You can slice and dice different things you’re interested in to make different kinds of plots. One plot might show the average amount of blood lost during the operation against the average length of the hospital stay after it. Another plot might show a prostate patient’s recurrence rates against his continence or erectile function.
There’s something powerful about having outcomes graphed so starkly. Vickers says that there was a surgeon who saw that they were so far into the wrong corner of that plot — patients weren’t recovering well, and the cancer was coming back — that they decided to stop doing the procedure. The men spared poor outcomes by this decision will never know that Amplio saved them.
Again: incredibly novel project. Huge impact. Lives saved.
And years of schlep.
Wrapping Up
So what do we take away from this? I think one obvious takeaway is that if you read any cool story about data today, you should look, carefully, for the hidden schlep behind all the sexy data-driven analysis. You'll have to be a bit of a data nerd, but odds are good that you're one — you're reading this blog, after all.
And there are a number of second order implications.
Schlep means that you'll have to think about political cover as you’re working on data projects. Most business stakeholders won’t understand why things take so long.
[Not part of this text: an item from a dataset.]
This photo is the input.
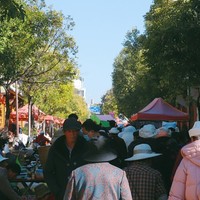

If you’re about to embark on a brand new digital transformation effort, you might want to think of smaller, intermediate goals with lower levels of schlep — so you can deliver business value faster to your people.
Of course, if by some chance you’re a business person reading this, you should probably recognise that any data project comes with some amount of schlep up front — and as a general rule, the more ambitious the project, the higher the levels of schlep.
Finally: feel free to steal the stories here, to put in presentations or to tell your bosses in meetings. You may want to remind them that it may take months before the full scope of their data transformation projects bear fruit. Godspeed, and good luck.